Report favours Brook Valley gondola proposal

04:54, Jun 04 2014
Nelson gondola
GREAT HEIGHTS: Fringed Hill, as seen from central Nelson, is the site of a proposed gondola.

A feasibility study on a proposed Nelson gondola has given its backers confidence to press on with the project.

The Nelson Cycle Lift Society, which is behind the proposed gondola project from the Brook Valley to Fringed Hill, undertook the study with a $15,000 grant from the Nelson City Council.

The study has found the project initially sound geologically, economically and in its engineering.

Nelson gondola
HIGH HOPES: The gondola and mountainbike park is to be modelled on this venture in Scotland, the Nevis Range Experience.

The society's chairman, Jo Rainey, said the report was positive but more extensive work was needed.

"It fundamentally established from a geotech point of view this will work. Another key piece of work was engineering - is it feasible to put a gondola on that site and the answer is an overwhelming yes to that.

"In fact, it's come out more favourably financially than we had anticipated," he said.


Rainey said "very, very" conservative numbers were used to evaluate the economic viability of the gondola.

Two models were made from existing visitor numbers to the region, with one estimate using 10 per cent of visitors using the gondola and one a more liberal 12 per cent.

Rainey said that about 40 per cent of visitors to Rotorua and Queenstown were using the gondolas there.

"If we get anywhere near that it would be really great," he said.

Both models proved the gondola would be profitable, but the 10 per cent one would need 50 per cent of its equity to require no financial return.

Rainey said the society was also moving away from a secondhand gondola option to a new one, which "was a big step forward".

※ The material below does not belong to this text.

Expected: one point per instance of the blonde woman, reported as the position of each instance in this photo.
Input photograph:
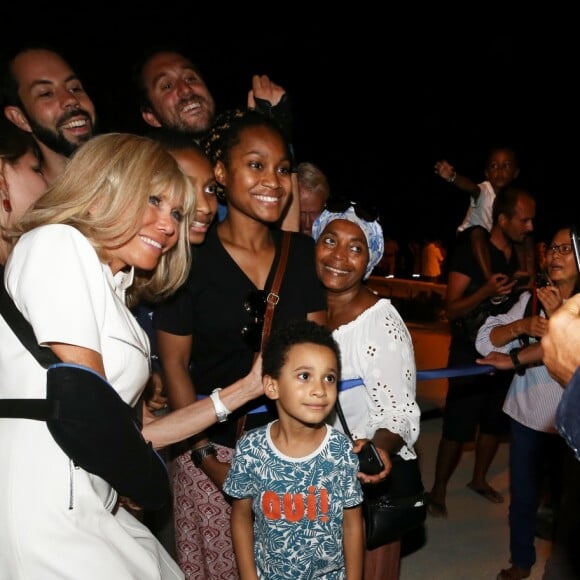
(112, 228)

Two new gondolas will be looked at - a faster $8.7 million system or a slower $6.7m option. The "pulse" system would take longer to complete a circuit, but but would not require as much infrastructure.

At this stage the society was not looking for funding from central or local government, but wanted to sit down with the council as the landowner of the area to see if it supported the project.

"We've now got to determine what the council position is - all for it or definitely not - and if the city wants to get behind it. Then we are going to basically time the project out to achieving a resource consent," Rainey said.

Nelson mayor Rachel Reese said the proposal still had a long way to go and she could not say whether the council was behind the project until they discussed it at tomorrow's council meeting.

The council had not been asked for funding and the mayor had no view on it, but she would be seeking advice from staff about its economic viability.

"I think the better thing would be for the trust to see whether they have wider community support for funding opportunities and it may be, with the government's interest in growing cycle tourism, there is an opportunity here for central government funding," she said

Reese said the proximity of the proposed gondola to the CBD was good and the idea was a great fit for the city.

"In principle, I am interested in things that provide a point of difference for Nelson. I am interested in things that are a good fit for our climate and our lifestyle," she said.

She called the region's cycling capabilities extraordinary and said the city needed "to leverage off" its natural advantages.

Reese said there was no connection between the Brook Valley camp's situation and the proposed project, but said there was a need to think about a broader understanding of the opportunities and areas in the Brook Valley to manage camping opportunities, the Brook Waimarama Sanctuary, and proposals such as the gondola and their impacts.

Rainey said the starting site of the gondola at the Brook Valley camp was a sensitive topic that he could not comment on.